OK, now that I’ve gone pro with the archiving and I’ve been at it pretty hardcore for a few months, my programmer brain has kicked in and I’m trying to find inefficiencies and kill them so we end up with a ton of cool stuff online.
I already know what I am and what I’m about with all this. I’ve known for sometime: I’m the weird little widget, the fucked-up little strange item that is going to link a lot of people who haven’t linked up before. That said, there’s always the danger of being called, by each set of people, someone who is a poor replacement for them. And I am! I am an enjoyable archivist but not a full replacement for a “real” archivist and I’m a home computer enthusiast but there’s some people who truly pants me over compared to what I know. But my mission and forseeable future will be spent linking all these sets together, and that’s how it’s going to be.
So now that we understand each other, let’s get to work. Let’s get to work, in fact, on the biggest single problem I’ve found.
It’s metadata. Metadata is the slowdown.
If you don’t really know what metadata is, that’s cool, it’s a kind of weird concept. In simple terms, metadata is information about other data. If you have a pile of Apple II Floppy Disk images, then the fact they’re Apple II floppy disk images is the metadata, as well as what’s on them, when you transferred them, who owned them… anything that’s not the data itself is the metadata.
See, it’s not that hard to add lots of data somewhere – see cd.textfiles.com where I have three million files, and yes I am going to port cd.textfiles.com to archive.org and yes I am going to be adding scans of the discs themselves and the ISOs and oh yeah, that’s right baby we’re going big with that. But the three million files, left alone, wouldn’t be interesting or more accurately would be very interesting but be flooded by all the other files not in your immediate interest path for whatever you’re looking up.
Metadata, you see, is really a love note – it might be to yourself, but in fact it’s a love note to the person after you, or the machine after you, where you’ve saved someone that amount of time to find something by telling them what this thing is. Lives have been absorbed getting metadata, and so there’s an entire field of computer study about this idea, and making your machines do the hard work for you. Google’s got some interest in this, I heard. If you could completely generate Metadata, life would be pretty awesome. But you can’t. Not really. Not completely.
So let me announce another collection I’m working on. The Bitsavers Archive. Yeah, that’s right, that one. The one that people have been scanning, donating, and working on for over 15 years. I’m going to import it into archive.org. I got permission from them and we’re going in.
But again, Metadata becomes the immediate issue. I’ve written a script that lets me point at a bitsavers asset, say An Apple I User Manual, and type in a title and then the description and date for the item, and then the script does the rest – upload it, generate a metadata .xml file the archive.org system uses, and check in the item so it can going the collection. Truly, fire and forget. Everything automated is now automated. But the fact remains, I had to title the item, and then write a description. That’s the big holdup.
See, bitsavers.org has 19,000 items in its collection. They are not described in the manner they really need to be to be useful.
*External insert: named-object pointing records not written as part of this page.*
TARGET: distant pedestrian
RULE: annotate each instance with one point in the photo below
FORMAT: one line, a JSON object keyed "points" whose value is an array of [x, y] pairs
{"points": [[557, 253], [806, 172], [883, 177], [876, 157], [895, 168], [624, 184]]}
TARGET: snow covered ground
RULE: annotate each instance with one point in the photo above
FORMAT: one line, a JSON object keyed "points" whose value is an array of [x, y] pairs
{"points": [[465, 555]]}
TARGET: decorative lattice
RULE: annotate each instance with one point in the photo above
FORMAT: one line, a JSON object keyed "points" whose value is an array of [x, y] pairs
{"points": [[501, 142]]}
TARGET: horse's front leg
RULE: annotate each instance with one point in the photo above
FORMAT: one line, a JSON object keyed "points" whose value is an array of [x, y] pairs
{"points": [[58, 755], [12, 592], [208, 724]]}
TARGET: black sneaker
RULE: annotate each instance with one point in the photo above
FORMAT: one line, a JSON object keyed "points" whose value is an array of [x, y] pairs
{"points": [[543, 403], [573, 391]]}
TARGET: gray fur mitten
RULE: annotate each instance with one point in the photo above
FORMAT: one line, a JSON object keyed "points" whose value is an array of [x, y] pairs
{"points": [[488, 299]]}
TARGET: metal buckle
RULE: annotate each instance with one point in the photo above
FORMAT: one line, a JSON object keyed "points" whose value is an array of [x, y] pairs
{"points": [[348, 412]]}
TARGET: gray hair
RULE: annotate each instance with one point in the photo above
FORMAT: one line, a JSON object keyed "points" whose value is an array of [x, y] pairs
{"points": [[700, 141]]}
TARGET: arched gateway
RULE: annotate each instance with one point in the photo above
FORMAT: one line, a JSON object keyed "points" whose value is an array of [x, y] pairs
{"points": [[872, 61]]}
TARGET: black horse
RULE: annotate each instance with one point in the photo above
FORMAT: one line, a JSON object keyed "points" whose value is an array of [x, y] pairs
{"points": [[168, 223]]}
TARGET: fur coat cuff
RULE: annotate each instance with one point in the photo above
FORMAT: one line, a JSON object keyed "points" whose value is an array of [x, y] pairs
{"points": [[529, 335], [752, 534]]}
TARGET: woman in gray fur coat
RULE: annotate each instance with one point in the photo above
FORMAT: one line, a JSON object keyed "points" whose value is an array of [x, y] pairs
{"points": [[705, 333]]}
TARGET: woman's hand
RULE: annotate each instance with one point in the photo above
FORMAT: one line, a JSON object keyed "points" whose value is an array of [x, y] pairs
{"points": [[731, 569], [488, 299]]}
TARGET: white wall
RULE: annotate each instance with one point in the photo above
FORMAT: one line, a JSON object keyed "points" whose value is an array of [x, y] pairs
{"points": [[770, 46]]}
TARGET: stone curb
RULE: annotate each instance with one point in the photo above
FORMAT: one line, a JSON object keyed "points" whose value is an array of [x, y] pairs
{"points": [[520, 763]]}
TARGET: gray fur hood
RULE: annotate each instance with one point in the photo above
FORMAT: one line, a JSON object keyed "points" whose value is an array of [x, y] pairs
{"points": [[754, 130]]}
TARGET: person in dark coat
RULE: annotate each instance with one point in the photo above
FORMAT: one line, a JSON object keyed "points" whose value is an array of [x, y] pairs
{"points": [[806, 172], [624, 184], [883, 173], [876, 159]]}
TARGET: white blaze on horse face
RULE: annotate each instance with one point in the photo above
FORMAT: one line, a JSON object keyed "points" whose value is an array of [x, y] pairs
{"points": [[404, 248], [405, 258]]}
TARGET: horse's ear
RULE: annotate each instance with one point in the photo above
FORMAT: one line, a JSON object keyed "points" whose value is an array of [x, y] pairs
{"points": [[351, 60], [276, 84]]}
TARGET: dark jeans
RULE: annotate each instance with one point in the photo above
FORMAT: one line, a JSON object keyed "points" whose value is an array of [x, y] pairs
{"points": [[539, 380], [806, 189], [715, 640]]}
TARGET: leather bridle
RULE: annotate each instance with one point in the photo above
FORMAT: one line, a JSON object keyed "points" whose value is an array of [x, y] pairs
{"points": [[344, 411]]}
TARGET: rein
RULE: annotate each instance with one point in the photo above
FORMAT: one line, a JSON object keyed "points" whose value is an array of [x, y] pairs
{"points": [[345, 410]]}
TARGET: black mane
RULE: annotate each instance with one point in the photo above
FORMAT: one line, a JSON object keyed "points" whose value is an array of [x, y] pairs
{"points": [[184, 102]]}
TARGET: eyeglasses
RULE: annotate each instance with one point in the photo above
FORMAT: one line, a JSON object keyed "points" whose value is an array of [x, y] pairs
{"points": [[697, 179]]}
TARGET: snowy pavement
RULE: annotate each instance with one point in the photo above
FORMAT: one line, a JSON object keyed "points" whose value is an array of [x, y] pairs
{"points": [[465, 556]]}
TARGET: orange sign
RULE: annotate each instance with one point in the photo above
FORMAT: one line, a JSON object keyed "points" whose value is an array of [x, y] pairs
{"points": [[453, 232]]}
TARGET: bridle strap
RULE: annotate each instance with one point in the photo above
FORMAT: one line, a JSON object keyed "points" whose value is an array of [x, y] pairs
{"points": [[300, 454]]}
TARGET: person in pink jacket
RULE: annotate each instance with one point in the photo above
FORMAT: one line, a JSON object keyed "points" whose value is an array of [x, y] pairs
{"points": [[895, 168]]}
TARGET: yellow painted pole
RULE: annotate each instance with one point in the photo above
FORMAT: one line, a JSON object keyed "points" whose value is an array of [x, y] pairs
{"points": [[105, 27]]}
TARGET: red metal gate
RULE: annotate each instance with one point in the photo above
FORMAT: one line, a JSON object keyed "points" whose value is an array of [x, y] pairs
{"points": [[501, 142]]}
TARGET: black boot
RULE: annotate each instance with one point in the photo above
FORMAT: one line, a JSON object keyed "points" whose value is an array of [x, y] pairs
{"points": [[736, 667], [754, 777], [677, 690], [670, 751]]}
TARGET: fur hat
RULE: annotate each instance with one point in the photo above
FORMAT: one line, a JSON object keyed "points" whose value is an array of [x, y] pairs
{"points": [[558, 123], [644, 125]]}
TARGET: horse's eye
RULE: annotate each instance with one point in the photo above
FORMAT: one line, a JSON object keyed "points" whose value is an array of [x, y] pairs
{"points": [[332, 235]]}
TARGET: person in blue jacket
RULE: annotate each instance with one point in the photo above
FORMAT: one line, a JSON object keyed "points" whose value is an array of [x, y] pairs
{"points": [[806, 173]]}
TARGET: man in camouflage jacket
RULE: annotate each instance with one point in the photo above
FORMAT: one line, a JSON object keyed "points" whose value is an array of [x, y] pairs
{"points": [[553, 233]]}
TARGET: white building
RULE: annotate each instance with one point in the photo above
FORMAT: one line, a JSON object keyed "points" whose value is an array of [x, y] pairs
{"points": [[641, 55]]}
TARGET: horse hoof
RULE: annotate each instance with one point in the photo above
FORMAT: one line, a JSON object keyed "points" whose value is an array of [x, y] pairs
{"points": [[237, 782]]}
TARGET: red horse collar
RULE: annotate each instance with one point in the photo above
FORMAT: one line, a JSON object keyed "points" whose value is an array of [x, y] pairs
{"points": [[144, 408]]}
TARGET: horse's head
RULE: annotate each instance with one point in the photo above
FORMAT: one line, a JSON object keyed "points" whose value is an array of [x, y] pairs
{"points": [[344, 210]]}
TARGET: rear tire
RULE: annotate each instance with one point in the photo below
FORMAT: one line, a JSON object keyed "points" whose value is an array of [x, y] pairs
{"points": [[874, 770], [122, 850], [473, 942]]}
Someone, me or other people, will need to describe them, before they should be checked in to archive.org. Sure, I could slam all 19,000 in WITHOUT descriptions, but then very little has been accomplished – imagine stacks of a library where all the back of the books have been covered with white-out. Not useful at all.
Similarly, the arcade manual archive I created to test out my scripts and acquisition approaches is a wild success, except in numbers. Of the 362 manuals in there, though, they’re all described nicely, thanks to a team of volunteers who stepped forward to do the reading and typing necessary. They’re credited in the front page for the work they did. Notably, though, I have 4,000 more manuals to add. I’ll be adding them as I go for a little while, but it’s just going to take a huge amount of time, even with every step but “describe” automated.
So, it basically comes down to me asking you, if the idea interests you, to sign up to be a metadata warrior, someone who will work with me to describe these items. I’ll help you find something personally interesting – some people really dig reading old computer manuals, others care about arcade stuff, and I’m sure there’s even more in what I’m adding to keep your attention up. I’m not asking you to do everything – even if you add a handful of stuff, that’s more than was there a week previous – and that’s helping.
And in case the thought occurs to you, Archive Team is not really the best thing for this – this is about long-term presentation, not saving burning data from assholes. When you help me with metadata, we’re helping make available really cool stuff that has been saved but which needs a nice tag on the outside so later people and generations can know what’s in there.